Il a appelé à la mise en œuvre rapide de la deuxième phase du plan de paix, conformément à la résolution 2803 du Conseil de sécurité des Nations unies, afin de parvenir à un cessez-le-feu durable, d'ouvrir tous les points de passage, d'acheminer l'aide humanitaire, d'assurer le retrait complet des forces d'occupation et de mettre en œuvre des programmes de secours d'urgence, de relance économique et de reconstruction. Il a insisté sur le rejet des déplacements forcés et la garantie de l'unité du territoire palestinien, y compris la bande de Gaza et la Cisjordanie, avec Jérusalem-Est.
Diab a également condamné les déclarations irresponsables et les revendications idéologiques qui, selon lui, constituent une justification inacceptable des pratiques coloniales et annexionnistes de l'occupation et de ses tentatives d'imposer sa prétendue souveraineté sur le territoire palestinien occupé, avertissant que celles-ci menacent la sécurité et la stabilité de la région.
Il a mis en garde contre le danger que représentent les efforts israéliens visant à liquider la question des réfugiés palestiniens en ciblant l'Office de secours et de travaux des Nations Unies pour les réfugiés de Palestine (UNRWA), soulignant la nécessité de doubler le soutien politique, financier et juridique à l'agence, considérant son rôle comme une priorité absolue et un témoignage de l'engagement international envers les droits des réfugiés palestiniens.
M. Bakr Diab, Secrétaire général adjoint pour les affaires palestiniennes et de Jérusalem à l'OCI a conclu en soulignant la nécessité de redoubler d'efforts pour inciter la communauté internationale à assumer sa responsabilité dans la fin des crimes de l'occupation israélienne et à permettre au peuple palestinien d'exercer ses droits légitimes, notamment son droit à l'autodétermination et à la création d'un État indépendant dans les frontières de 1967, avec Jérusalem-Est pour capitale. Il s'est dit convaincu que les conclusions de la réunion contribueraient à coordonner les positions et à renforcer les efforts déployés pour soutenir les droits du peuple palestinien et sa juste cause.
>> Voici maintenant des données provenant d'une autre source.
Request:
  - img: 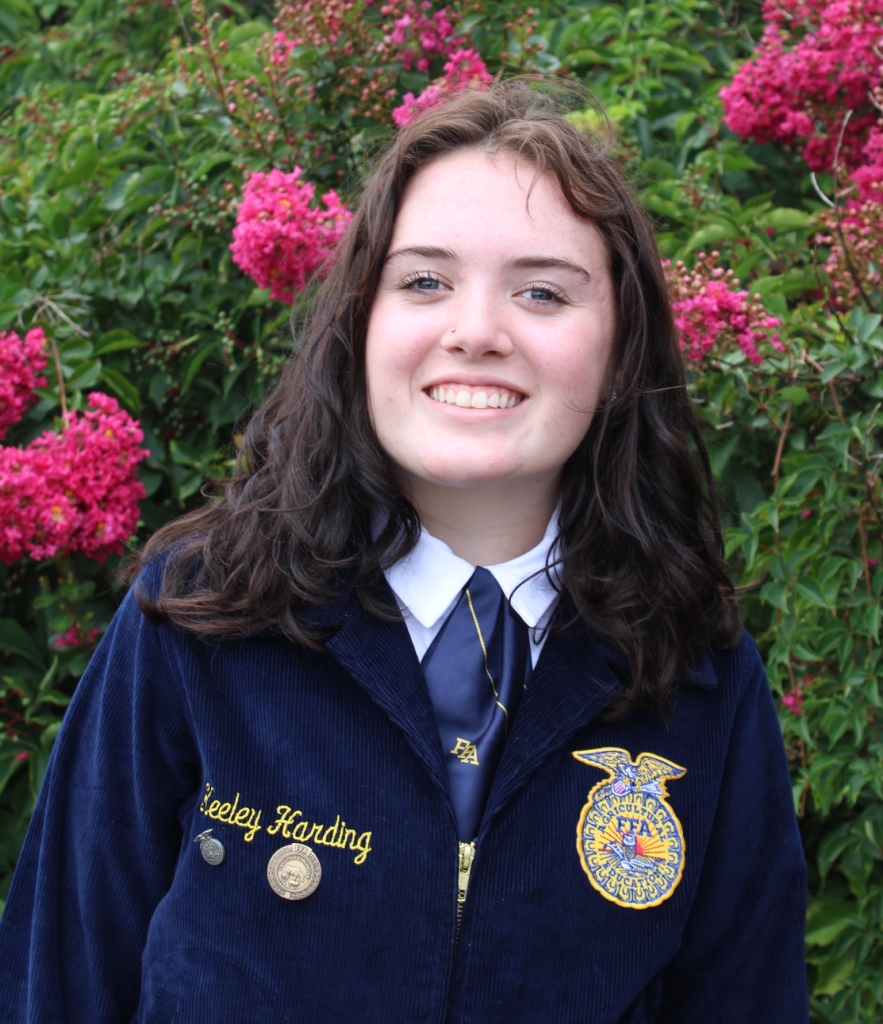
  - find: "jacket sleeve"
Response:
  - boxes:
[656,636,808,1024]
[0,592,199,1024]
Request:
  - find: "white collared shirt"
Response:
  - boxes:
[384,511,560,666]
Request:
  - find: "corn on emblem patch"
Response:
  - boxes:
[574,746,686,910]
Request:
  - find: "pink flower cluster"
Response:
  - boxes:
[817,198,883,303]
[55,623,101,649]
[269,32,297,68]
[720,0,883,177]
[380,0,457,71]
[0,391,150,564]
[0,327,46,440]
[230,167,352,302]
[663,252,785,364]
[392,50,494,128]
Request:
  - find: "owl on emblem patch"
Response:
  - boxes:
[574,746,686,910]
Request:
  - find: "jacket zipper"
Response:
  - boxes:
[454,842,475,953]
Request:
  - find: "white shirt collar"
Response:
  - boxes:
[385,509,559,629]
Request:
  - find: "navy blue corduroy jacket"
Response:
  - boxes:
[0,577,807,1024]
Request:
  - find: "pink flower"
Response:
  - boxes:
[0,391,150,564]
[230,167,352,302]
[0,327,46,440]
[720,0,883,178]
[55,624,101,648]
[663,253,785,364]
[782,689,803,715]
[392,50,494,128]
[269,32,297,67]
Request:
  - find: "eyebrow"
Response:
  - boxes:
[385,246,591,281]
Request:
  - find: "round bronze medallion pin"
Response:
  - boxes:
[194,828,224,867]
[266,843,322,899]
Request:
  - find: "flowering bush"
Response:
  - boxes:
[818,200,883,310]
[0,391,150,564]
[392,49,494,128]
[0,327,46,440]
[230,167,352,303]
[664,252,785,364]
[720,0,883,171]
[0,0,883,1024]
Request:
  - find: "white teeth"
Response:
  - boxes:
[429,386,522,409]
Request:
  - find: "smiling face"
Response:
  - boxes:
[366,150,616,508]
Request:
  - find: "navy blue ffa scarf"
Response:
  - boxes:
[421,566,531,843]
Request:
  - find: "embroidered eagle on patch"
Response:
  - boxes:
[574,746,686,910]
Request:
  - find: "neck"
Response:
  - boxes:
[410,479,558,565]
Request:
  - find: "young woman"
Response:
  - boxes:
[0,84,806,1024]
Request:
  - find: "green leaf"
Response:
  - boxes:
[0,618,45,668]
[855,313,883,341]
[758,206,815,231]
[806,899,858,946]
[181,341,217,394]
[99,367,141,414]
[794,577,831,608]
[686,221,741,253]
[92,328,144,355]
[779,387,809,406]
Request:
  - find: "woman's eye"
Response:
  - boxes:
[402,273,444,293]
[521,285,561,306]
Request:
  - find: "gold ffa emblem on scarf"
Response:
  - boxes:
[574,746,686,910]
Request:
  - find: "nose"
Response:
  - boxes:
[442,289,515,359]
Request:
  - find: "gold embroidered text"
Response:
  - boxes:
[451,736,478,765]
[199,782,260,843]
[266,804,372,864]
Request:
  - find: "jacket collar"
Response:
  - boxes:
[310,581,717,829]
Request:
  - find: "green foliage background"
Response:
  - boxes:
[0,0,883,1011]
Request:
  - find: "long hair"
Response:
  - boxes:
[131,81,740,709]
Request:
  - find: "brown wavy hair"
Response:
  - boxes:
[129,81,741,709]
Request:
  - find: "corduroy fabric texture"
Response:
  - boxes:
[0,569,807,1024]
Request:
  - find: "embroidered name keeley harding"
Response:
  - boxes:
[199,782,373,864]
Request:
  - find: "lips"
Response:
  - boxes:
[426,383,524,409]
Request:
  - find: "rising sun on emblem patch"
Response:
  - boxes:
[574,746,686,910]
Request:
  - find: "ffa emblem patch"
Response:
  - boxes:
[574,746,686,910]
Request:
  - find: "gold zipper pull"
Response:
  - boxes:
[457,843,475,916]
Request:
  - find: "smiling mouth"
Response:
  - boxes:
[426,384,524,409]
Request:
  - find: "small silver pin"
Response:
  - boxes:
[194,828,224,866]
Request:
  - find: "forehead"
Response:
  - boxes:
[391,150,606,269]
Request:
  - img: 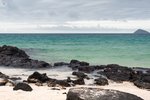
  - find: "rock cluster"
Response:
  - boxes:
[0,45,51,68]
[67,88,143,100]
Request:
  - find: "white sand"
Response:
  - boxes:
[0,67,150,100]
[0,82,150,100]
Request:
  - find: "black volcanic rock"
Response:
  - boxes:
[27,72,49,83]
[94,77,108,85]
[13,83,33,91]
[66,87,143,100]
[0,45,51,68]
[134,29,150,34]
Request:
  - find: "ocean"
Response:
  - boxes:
[0,34,150,67]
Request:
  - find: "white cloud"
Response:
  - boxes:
[0,20,150,33]
[0,0,150,32]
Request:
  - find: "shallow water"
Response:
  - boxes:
[0,34,150,67]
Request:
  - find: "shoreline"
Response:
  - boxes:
[0,45,150,100]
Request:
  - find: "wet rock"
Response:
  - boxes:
[78,66,94,73]
[100,64,133,82]
[13,83,32,91]
[90,65,106,70]
[72,78,85,85]
[94,77,108,85]
[72,72,88,78]
[54,62,69,67]
[27,72,49,83]
[51,88,60,90]
[66,88,143,100]
[56,80,71,87]
[0,78,8,86]
[0,72,9,79]
[134,80,150,89]
[0,45,52,68]
[9,77,21,81]
[5,81,15,86]
[69,60,89,69]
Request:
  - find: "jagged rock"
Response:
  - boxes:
[134,80,150,89]
[66,88,143,100]
[0,72,9,79]
[47,79,71,87]
[94,77,108,85]
[13,83,33,91]
[56,80,71,87]
[0,78,8,86]
[99,64,134,82]
[0,45,52,68]
[27,72,49,83]
[78,66,95,73]
[72,72,88,78]
[54,62,69,67]
[69,60,89,69]
[72,78,85,85]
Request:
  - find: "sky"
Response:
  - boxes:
[0,0,150,33]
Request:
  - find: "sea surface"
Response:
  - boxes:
[0,34,150,67]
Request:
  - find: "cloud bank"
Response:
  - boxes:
[0,0,150,33]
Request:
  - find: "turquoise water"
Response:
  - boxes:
[0,34,150,67]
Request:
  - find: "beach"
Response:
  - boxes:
[0,67,150,100]
[0,35,150,100]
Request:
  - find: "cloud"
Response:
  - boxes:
[0,20,150,33]
[0,0,150,32]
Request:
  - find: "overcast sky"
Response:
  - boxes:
[0,0,150,33]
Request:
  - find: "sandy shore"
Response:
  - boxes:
[0,67,150,100]
[0,82,150,100]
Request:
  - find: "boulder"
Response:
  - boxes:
[94,77,108,85]
[56,80,71,87]
[13,83,32,91]
[66,87,143,100]
[69,60,89,69]
[54,62,69,67]
[134,80,150,89]
[78,66,95,73]
[72,78,85,85]
[0,78,8,86]
[0,45,52,68]
[72,71,88,78]
[27,72,49,83]
[100,64,134,82]
[47,78,71,87]
[0,72,9,79]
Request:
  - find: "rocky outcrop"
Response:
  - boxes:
[67,88,143,100]
[0,45,51,68]
[69,60,89,69]
[72,78,85,85]
[27,72,49,83]
[99,64,133,82]
[94,77,108,85]
[72,71,89,79]
[54,62,69,67]
[13,83,33,91]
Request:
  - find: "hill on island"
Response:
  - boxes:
[134,29,150,34]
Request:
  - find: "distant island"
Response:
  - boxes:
[134,29,150,34]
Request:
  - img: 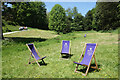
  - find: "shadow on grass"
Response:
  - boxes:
[61,53,73,59]
[5,37,47,44]
[77,64,100,73]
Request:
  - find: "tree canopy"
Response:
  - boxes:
[49,4,67,33]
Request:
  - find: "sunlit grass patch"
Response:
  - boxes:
[2,29,119,78]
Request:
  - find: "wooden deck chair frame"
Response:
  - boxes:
[75,43,101,76]
[26,43,45,67]
[60,40,71,57]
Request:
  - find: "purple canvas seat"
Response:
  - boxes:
[26,44,46,66]
[61,40,70,54]
[74,43,98,75]
[84,34,86,38]
[61,40,70,57]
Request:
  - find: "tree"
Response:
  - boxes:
[84,8,94,30]
[95,2,119,30]
[3,2,48,29]
[49,4,67,34]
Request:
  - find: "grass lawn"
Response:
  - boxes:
[2,29,119,78]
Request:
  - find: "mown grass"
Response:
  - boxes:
[2,25,21,33]
[2,29,119,78]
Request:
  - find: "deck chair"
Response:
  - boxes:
[74,43,100,76]
[26,43,46,66]
[61,40,70,57]
[84,34,86,38]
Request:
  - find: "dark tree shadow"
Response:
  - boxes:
[77,64,100,73]
[5,37,47,44]
[61,53,73,59]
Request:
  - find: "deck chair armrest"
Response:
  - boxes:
[40,56,46,60]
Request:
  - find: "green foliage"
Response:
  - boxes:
[72,13,83,31]
[3,2,48,29]
[95,2,120,30]
[66,7,84,31]
[49,4,67,33]
[2,29,119,78]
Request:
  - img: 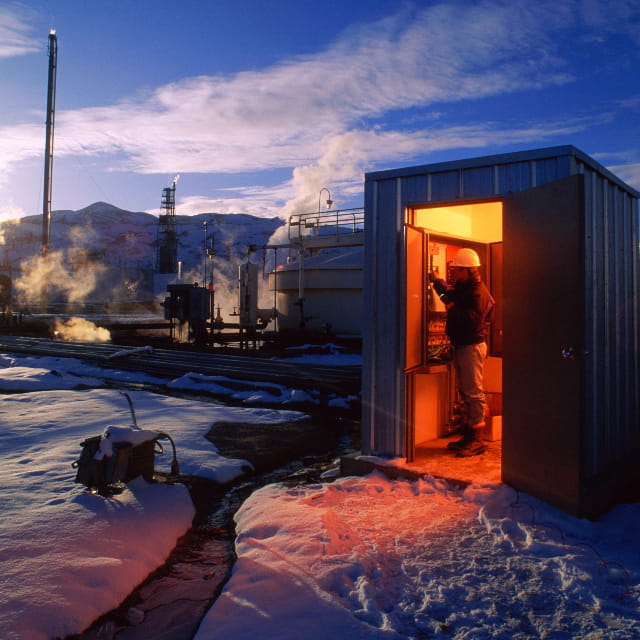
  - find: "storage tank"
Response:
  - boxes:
[269,247,363,336]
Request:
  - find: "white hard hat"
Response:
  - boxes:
[451,249,480,268]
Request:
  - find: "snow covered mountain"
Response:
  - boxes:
[0,202,284,303]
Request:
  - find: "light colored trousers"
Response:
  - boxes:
[453,342,487,428]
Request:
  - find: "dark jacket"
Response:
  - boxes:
[433,275,495,347]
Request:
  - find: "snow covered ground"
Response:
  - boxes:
[0,355,640,640]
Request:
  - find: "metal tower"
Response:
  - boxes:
[42,29,58,255]
[156,175,180,273]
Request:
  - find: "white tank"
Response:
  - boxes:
[269,247,363,336]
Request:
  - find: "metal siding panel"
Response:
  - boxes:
[583,168,640,485]
[360,181,378,453]
[431,171,459,202]
[402,176,429,204]
[498,162,533,195]
[363,175,404,455]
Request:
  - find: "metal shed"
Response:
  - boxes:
[362,146,640,516]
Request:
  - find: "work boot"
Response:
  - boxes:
[447,424,473,451]
[456,424,487,458]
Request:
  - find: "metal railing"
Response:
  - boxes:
[289,208,364,241]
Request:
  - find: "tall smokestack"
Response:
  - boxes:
[42,29,58,255]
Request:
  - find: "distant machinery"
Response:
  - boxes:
[156,175,180,273]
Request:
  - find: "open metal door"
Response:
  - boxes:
[404,224,427,461]
[502,175,585,512]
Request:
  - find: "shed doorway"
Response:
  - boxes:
[404,200,503,482]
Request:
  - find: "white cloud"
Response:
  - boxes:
[0,4,41,58]
[0,2,580,173]
[0,0,636,214]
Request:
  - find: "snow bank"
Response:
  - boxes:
[0,382,304,640]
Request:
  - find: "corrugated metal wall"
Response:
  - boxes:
[362,147,640,490]
[579,163,640,481]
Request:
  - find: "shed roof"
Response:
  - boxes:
[365,145,640,198]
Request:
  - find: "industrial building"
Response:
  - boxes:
[362,146,640,516]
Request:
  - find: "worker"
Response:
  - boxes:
[429,248,495,457]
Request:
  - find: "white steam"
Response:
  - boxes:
[53,318,111,342]
[15,251,106,304]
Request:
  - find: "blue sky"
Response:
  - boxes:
[0,0,640,219]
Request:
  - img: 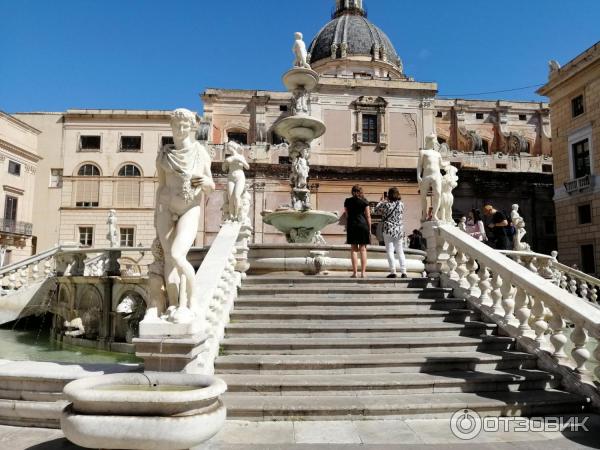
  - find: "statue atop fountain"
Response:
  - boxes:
[263,33,339,244]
De son côté, le ministre des Affaires étrangères, Fares Shahin, a appelé à une action concrète et collective pour mettre un terme aux politiques coloniales israéliennes, demander des comptes aux responsables et garantir le respect du droit international et des résolutions de l'ONU.
Dans son discours prononcé devant la réunion extraordinaire à composition non limitée du Comité exécutif de l'Organisation de la coopération islamique (OCI), réunissant les ministres des Affaires étrangères, concernant la déclaration d'Israël, en tant que puissance occupante, d'imposer un fait accompli illégal par l'expansion des colonies et la modification du statut du territoire palestinien occupé en Cisjordanie, y compris Jérusalem-Est, Shaheen a souligné que la situation actuelle est extrêmement dangereuse compte tenu de l'escalade israélienne en cours. Elle a relevé l'annonce par les autorités d'occupation de mesures visant à consolider une réalité illégale par l'expansion des colonies, le renforcement des politiques d'annexion et le lancement de l'enregistrement et de la colonisation de vastes zones de Cisjordanie occupée, transformées en prétendues « terres domaniales ». Cette situation est aggravée par l'escalade du terrorisme perpétrée par des milices de colons, protégées par l'armée d'occupation, dans le but d'entraîner la Cisjordanie, y compris Jérusalem, dans une spirale de violence sanglante.
Shaheen a souligné que les actions des autorités d'occupation au cours des dernières décennies constituent un plan expansionniste colonial global visant à liquider la cause palestinienne et à imposer une réalité coercitive sur le terrain par le biais de l'expansion des colonies, de la confiscation des terres, du morcellement du territoire palestinien et de l'instauration d'un système de discrimination raciale et d'oppression à l'encontre du peuple palestinien, dans le but de le déplacer de force et de détruire la solution à deux États.